Demasiado fuerte para asimilarlo de inmediato.
Dentro de la paz y sobriedad del Espíritu que, de por sí, nunca hace
perder la armonía y el equilibrio, se sienten gozosos, pero
desconcertados y un tanto perdidos. ¿Qué está sucediendo? ¿Es esto un
nuevo Pentecostés?
Pero
no era un momento adecuado para pararse a teorizar lo que estaba
pasando. Había que apurar la experiencia hasta el final. Y, sobre todo,
había que dar salida a la urgencia de comunicación, de compartir con
otros, algo que en su fuero interno sabían que era auténtico, oro de
ley. Programan pronto un retiro, que se hizo famoso, al cual asistió
mucha gente nueva, y en el que de nuevo percibieron la presencia viva
del Espíritu Santo.
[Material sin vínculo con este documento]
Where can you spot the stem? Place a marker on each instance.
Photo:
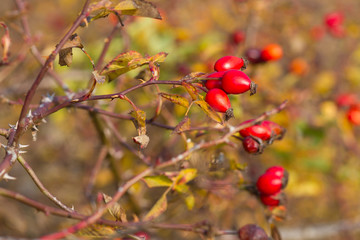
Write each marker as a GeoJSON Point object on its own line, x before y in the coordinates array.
{"type": "Point", "coordinates": [42, 188]}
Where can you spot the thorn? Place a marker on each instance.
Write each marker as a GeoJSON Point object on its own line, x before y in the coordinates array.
{"type": "Point", "coordinates": [8, 177]}
{"type": "Point", "coordinates": [30, 114]}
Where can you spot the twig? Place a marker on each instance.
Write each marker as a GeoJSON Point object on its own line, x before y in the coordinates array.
{"type": "Point", "coordinates": [42, 188]}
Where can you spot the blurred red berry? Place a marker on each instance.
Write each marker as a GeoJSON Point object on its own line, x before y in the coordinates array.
{"type": "Point", "coordinates": [228, 63]}
{"type": "Point", "coordinates": [269, 184]}
{"type": "Point", "coordinates": [252, 232]}
{"type": "Point", "coordinates": [214, 83]}
{"type": "Point", "coordinates": [251, 145]}
{"type": "Point", "coordinates": [254, 55]}
{"type": "Point", "coordinates": [238, 37]}
{"type": "Point", "coordinates": [353, 115]}
{"type": "Point", "coordinates": [334, 19]}
{"type": "Point", "coordinates": [346, 99]}
{"type": "Point", "coordinates": [272, 52]}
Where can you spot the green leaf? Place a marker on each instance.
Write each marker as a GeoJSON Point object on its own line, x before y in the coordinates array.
{"type": "Point", "coordinates": [183, 125]}
{"type": "Point", "coordinates": [116, 210]}
{"type": "Point", "coordinates": [65, 53]}
{"type": "Point", "coordinates": [177, 99]}
{"type": "Point", "coordinates": [190, 201]}
{"type": "Point", "coordinates": [159, 207]}
{"type": "Point", "coordinates": [186, 175]}
{"type": "Point", "coordinates": [209, 111]}
{"type": "Point", "coordinates": [157, 181]}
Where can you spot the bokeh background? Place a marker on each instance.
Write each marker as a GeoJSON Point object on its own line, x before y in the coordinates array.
{"type": "Point", "coordinates": [320, 149]}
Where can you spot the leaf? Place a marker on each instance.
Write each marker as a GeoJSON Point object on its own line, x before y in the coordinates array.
{"type": "Point", "coordinates": [122, 63]}
{"type": "Point", "coordinates": [98, 77]}
{"type": "Point", "coordinates": [186, 175]}
{"type": "Point", "coordinates": [159, 207]}
{"type": "Point", "coordinates": [116, 210]}
{"type": "Point", "coordinates": [139, 8]}
{"type": "Point", "coordinates": [139, 121]}
{"type": "Point", "coordinates": [209, 111]}
{"type": "Point", "coordinates": [191, 90]}
{"type": "Point", "coordinates": [128, 61]}
{"type": "Point", "coordinates": [183, 125]}
{"type": "Point", "coordinates": [157, 181]}
{"type": "Point", "coordinates": [142, 140]}
{"type": "Point", "coordinates": [96, 231]}
{"type": "Point", "coordinates": [190, 201]}
{"type": "Point", "coordinates": [177, 99]}
{"type": "Point", "coordinates": [65, 54]}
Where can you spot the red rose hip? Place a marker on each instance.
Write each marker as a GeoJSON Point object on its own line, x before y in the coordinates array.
{"type": "Point", "coordinates": [269, 184]}
{"type": "Point", "coordinates": [219, 101]}
{"type": "Point", "coordinates": [236, 82]}
{"type": "Point", "coordinates": [228, 63]}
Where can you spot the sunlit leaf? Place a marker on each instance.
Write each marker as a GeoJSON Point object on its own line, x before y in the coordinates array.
{"type": "Point", "coordinates": [98, 77]}
{"type": "Point", "coordinates": [116, 210]}
{"type": "Point", "coordinates": [139, 120]}
{"type": "Point", "coordinates": [209, 111]}
{"type": "Point", "coordinates": [65, 54]}
{"type": "Point", "coordinates": [142, 140]}
{"type": "Point", "coordinates": [191, 90]}
{"type": "Point", "coordinates": [139, 8]}
{"type": "Point", "coordinates": [177, 99]}
{"type": "Point", "coordinates": [96, 231]}
{"type": "Point", "coordinates": [190, 201]}
{"type": "Point", "coordinates": [186, 175]}
{"type": "Point", "coordinates": [157, 181]}
{"type": "Point", "coordinates": [183, 125]}
{"type": "Point", "coordinates": [159, 207]}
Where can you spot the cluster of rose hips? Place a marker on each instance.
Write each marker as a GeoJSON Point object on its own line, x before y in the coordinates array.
{"type": "Point", "coordinates": [350, 102]}
{"type": "Point", "coordinates": [270, 52]}
{"type": "Point", "coordinates": [270, 185]}
{"type": "Point", "coordinates": [227, 79]}
{"type": "Point", "coordinates": [259, 135]}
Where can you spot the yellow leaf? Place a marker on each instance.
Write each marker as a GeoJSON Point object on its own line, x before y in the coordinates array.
{"type": "Point", "coordinates": [159, 207]}
{"type": "Point", "coordinates": [209, 111]}
{"type": "Point", "coordinates": [177, 99]}
{"type": "Point", "coordinates": [116, 210]}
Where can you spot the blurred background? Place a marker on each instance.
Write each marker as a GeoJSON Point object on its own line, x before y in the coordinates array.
{"type": "Point", "coordinates": [318, 72]}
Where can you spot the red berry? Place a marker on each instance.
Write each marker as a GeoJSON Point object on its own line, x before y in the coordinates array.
{"type": "Point", "coordinates": [254, 55]}
{"type": "Point", "coordinates": [238, 37]}
{"type": "Point", "coordinates": [272, 52]}
{"type": "Point", "coordinates": [353, 115]}
{"type": "Point", "coordinates": [218, 100]}
{"type": "Point", "coordinates": [236, 82]}
{"type": "Point", "coordinates": [229, 62]}
{"type": "Point", "coordinates": [214, 83]}
{"type": "Point", "coordinates": [252, 232]}
{"type": "Point", "coordinates": [256, 130]}
{"type": "Point", "coordinates": [270, 200]}
{"type": "Point", "coordinates": [269, 184]}
{"type": "Point", "coordinates": [346, 100]}
{"type": "Point", "coordinates": [276, 130]}
{"type": "Point", "coordinates": [333, 19]}
{"type": "Point", "coordinates": [251, 145]}
{"type": "Point", "coordinates": [281, 173]}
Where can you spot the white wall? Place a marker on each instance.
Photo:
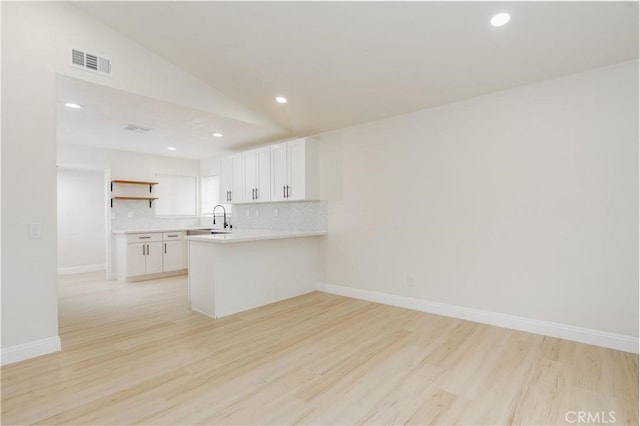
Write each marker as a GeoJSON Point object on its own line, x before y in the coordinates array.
{"type": "Point", "coordinates": [81, 225]}
{"type": "Point", "coordinates": [523, 202]}
{"type": "Point", "coordinates": [133, 166]}
{"type": "Point", "coordinates": [46, 30]}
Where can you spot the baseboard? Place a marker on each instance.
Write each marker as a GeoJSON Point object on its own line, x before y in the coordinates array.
{"type": "Point", "coordinates": [546, 328]}
{"type": "Point", "coordinates": [80, 269]}
{"type": "Point", "coordinates": [30, 350]}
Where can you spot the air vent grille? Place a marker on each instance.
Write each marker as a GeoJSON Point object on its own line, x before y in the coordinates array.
{"type": "Point", "coordinates": [90, 62]}
{"type": "Point", "coordinates": [136, 128]}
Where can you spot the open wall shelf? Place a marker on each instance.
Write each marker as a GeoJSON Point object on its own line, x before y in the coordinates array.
{"type": "Point", "coordinates": [134, 182]}
{"type": "Point", "coordinates": [151, 199]}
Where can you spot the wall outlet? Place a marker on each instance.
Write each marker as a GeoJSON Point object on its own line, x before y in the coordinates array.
{"type": "Point", "coordinates": [35, 231]}
{"type": "Point", "coordinates": [410, 282]}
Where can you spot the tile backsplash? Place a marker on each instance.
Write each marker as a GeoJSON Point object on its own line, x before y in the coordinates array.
{"type": "Point", "coordinates": [143, 217]}
{"type": "Point", "coordinates": [289, 216]}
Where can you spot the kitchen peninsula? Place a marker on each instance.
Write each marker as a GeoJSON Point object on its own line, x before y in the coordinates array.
{"type": "Point", "coordinates": [230, 273]}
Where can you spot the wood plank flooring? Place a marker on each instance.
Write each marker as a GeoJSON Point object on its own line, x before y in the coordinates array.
{"type": "Point", "coordinates": [136, 354]}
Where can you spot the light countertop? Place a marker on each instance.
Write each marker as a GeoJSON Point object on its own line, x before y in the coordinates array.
{"type": "Point", "coordinates": [171, 229]}
{"type": "Point", "coordinates": [237, 236]}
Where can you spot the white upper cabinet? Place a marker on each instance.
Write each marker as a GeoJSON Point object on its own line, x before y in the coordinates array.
{"type": "Point", "coordinates": [294, 170]}
{"type": "Point", "coordinates": [232, 179]}
{"type": "Point", "coordinates": [286, 171]}
{"type": "Point", "coordinates": [257, 175]}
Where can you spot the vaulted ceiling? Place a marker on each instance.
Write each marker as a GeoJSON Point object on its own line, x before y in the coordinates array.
{"type": "Point", "coordinates": [344, 63]}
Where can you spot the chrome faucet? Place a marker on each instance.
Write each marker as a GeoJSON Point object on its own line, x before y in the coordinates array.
{"type": "Point", "coordinates": [224, 212]}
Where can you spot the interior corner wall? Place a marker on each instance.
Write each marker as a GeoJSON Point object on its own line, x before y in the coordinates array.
{"type": "Point", "coordinates": [522, 202]}
{"type": "Point", "coordinates": [81, 225]}
{"type": "Point", "coordinates": [46, 31]}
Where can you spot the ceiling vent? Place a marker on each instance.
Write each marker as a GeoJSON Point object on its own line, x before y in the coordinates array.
{"type": "Point", "coordinates": [136, 129]}
{"type": "Point", "coordinates": [90, 62]}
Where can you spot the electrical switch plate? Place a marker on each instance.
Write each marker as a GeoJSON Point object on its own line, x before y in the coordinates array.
{"type": "Point", "coordinates": [35, 231]}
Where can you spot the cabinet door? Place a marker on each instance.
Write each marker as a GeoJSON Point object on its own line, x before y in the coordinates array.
{"type": "Point", "coordinates": [250, 175]}
{"type": "Point", "coordinates": [297, 170]}
{"type": "Point", "coordinates": [154, 257]}
{"type": "Point", "coordinates": [278, 171]}
{"type": "Point", "coordinates": [226, 179]}
{"type": "Point", "coordinates": [136, 259]}
{"type": "Point", "coordinates": [237, 184]}
{"type": "Point", "coordinates": [173, 255]}
{"type": "Point", "coordinates": [263, 181]}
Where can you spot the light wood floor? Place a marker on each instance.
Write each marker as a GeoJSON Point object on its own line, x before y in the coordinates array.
{"type": "Point", "coordinates": [135, 353]}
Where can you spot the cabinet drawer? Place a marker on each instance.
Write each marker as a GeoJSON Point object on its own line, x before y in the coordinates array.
{"type": "Point", "coordinates": [144, 238]}
{"type": "Point", "coordinates": [167, 236]}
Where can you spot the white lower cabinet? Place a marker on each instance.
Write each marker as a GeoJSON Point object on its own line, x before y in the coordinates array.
{"type": "Point", "coordinates": [144, 256]}
{"type": "Point", "coordinates": [173, 255]}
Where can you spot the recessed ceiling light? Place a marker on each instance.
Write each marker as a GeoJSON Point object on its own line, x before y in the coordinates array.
{"type": "Point", "coordinates": [500, 19]}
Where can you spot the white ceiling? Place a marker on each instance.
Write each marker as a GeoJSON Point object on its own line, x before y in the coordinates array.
{"type": "Point", "coordinates": [343, 63]}
{"type": "Point", "coordinates": [106, 112]}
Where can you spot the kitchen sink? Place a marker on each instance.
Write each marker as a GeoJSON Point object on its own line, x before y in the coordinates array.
{"type": "Point", "coordinates": [207, 231]}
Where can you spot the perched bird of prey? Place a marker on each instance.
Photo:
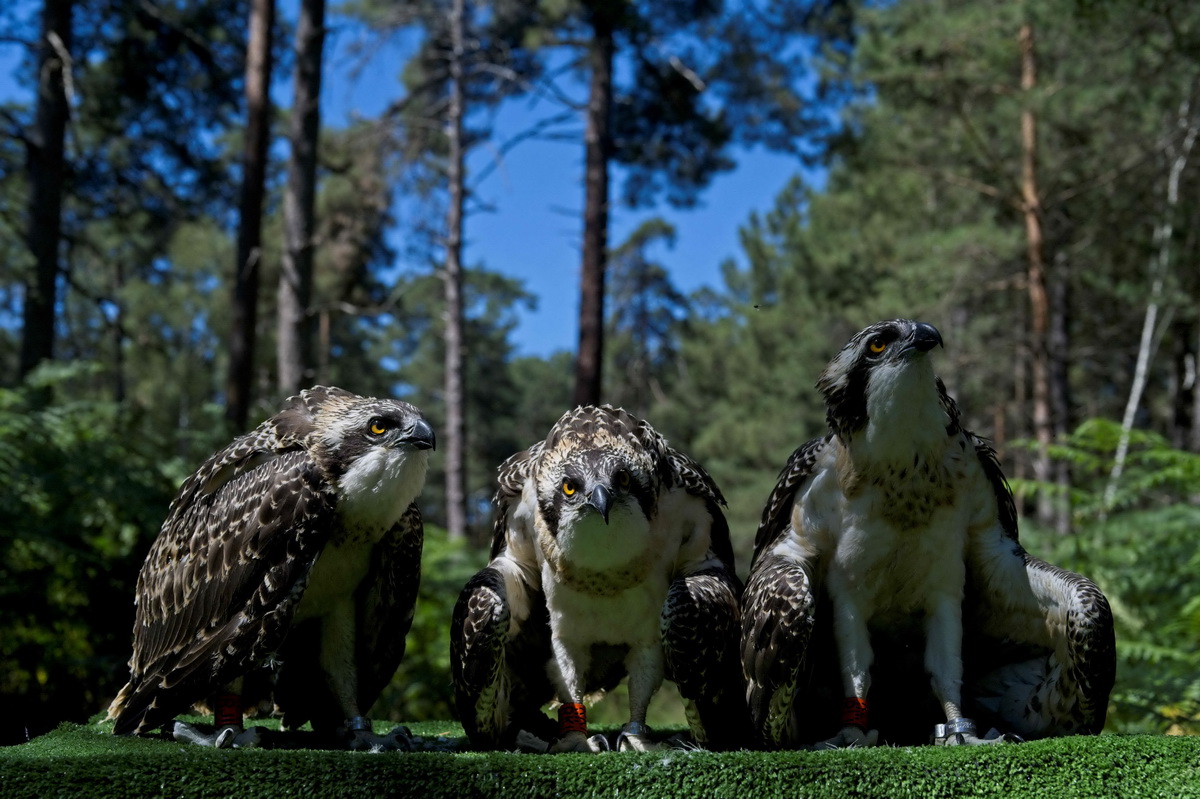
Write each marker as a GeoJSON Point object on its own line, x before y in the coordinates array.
{"type": "Point", "coordinates": [611, 556]}
{"type": "Point", "coordinates": [297, 547]}
{"type": "Point", "coordinates": [887, 570]}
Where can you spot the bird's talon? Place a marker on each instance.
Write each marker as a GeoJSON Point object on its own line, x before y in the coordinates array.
{"type": "Point", "coordinates": [851, 737]}
{"type": "Point", "coordinates": [579, 742]}
{"type": "Point", "coordinates": [228, 737]}
{"type": "Point", "coordinates": [631, 743]}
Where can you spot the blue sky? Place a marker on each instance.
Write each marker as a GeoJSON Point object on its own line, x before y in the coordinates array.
{"type": "Point", "coordinates": [538, 193]}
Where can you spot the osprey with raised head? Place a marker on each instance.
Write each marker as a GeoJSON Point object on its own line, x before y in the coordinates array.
{"type": "Point", "coordinates": [298, 547]}
{"type": "Point", "coordinates": [889, 598]}
{"type": "Point", "coordinates": [611, 557]}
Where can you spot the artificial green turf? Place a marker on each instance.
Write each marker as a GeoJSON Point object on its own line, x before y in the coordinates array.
{"type": "Point", "coordinates": [85, 761]}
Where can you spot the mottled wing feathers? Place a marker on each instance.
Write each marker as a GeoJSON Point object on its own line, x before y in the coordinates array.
{"type": "Point", "coordinates": [221, 562]}
{"type": "Point", "coordinates": [778, 619]}
{"type": "Point", "coordinates": [1006, 509]}
{"type": "Point", "coordinates": [778, 514]}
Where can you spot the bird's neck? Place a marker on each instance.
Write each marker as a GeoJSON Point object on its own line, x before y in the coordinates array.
{"type": "Point", "coordinates": [905, 420]}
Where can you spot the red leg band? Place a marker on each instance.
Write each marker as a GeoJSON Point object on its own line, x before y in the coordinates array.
{"type": "Point", "coordinates": [853, 713]}
{"type": "Point", "coordinates": [228, 710]}
{"type": "Point", "coordinates": [573, 718]}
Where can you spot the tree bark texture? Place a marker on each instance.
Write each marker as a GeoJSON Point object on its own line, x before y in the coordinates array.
{"type": "Point", "coordinates": [455, 383]}
{"type": "Point", "coordinates": [595, 212]}
{"type": "Point", "coordinates": [250, 227]}
{"type": "Point", "coordinates": [46, 164]}
{"type": "Point", "coordinates": [1159, 268]}
{"type": "Point", "coordinates": [294, 338]}
{"type": "Point", "coordinates": [1036, 280]}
Pasaron un fin de semana en oración como sumidos en
una atmósfera ultraterrena.
La
experiencia se extiende rápidamente como un fuego. El 4 de marzo de 1967
un joven estudiante de Duquesne comunica estos sucesos a un asombrado
pero reticente auditorio de la Universidad de Notre Dame, en South Bend.
También aquí acuden a los pentecostales que, en un encuentro de oración,
oran por ellos, repitiéndose los mismos acontecimientos con los mismos
resultados. En pocos meses se propagó la noticia por diversas regiones
de USA, saltando inmediatamente sus fronteras en todas las direcciones.
Nació en América, pero no es americana
Ni la
propaganda de la Coca Cola; ni la publicidad de la hamburguesa; ni la
estrategia de los VIPS; ni el espectáculo de Michael Jackson; ni las
intrigas de la CIA; ni el marketing de una multinacional; ni la acción
de las películas del Oeste han sido vehículo para que la Renovación haya
llegado, rincón por rincón, hasta los confines del planeta. El Espíritu
Santo no ha necesitado la influencia americana para "colonizar" espiritualmente al mundo. Viene de
América, pero no es americana.
Y
entonces se preguntará alguien: ¿Por qué nació en América? He aquí una
cuestión insoluble. Los designios de Dios son inescrutables. No se
pueden dar ni razones de conveniencia. De todas formas es sorprendente
que haya nacido en USA, pues las cosas de Dios suelen brotar en la
debilidad, la pobreza y la impotencia. Sin embargo también en EE UU hay
pobrezas. Desde el principio se trató de descalificar el movimiento
pentecostal a causa, según decían, de su origen humilde en una iglesia
negra. Muchos comentaristas e historiadores piensan que el mismo
ambiente que dio origen al Negro Spiritual, al Jazz y a los Blues,
produjo también el movimiento pentecostal. La verdad es que desde el
principio hubo adeptos de ambas razas, aunque también está constatado
que en el inicio la mayoría de los líderes y el gran impulso se realizó
por medio de comunidades de gente de color.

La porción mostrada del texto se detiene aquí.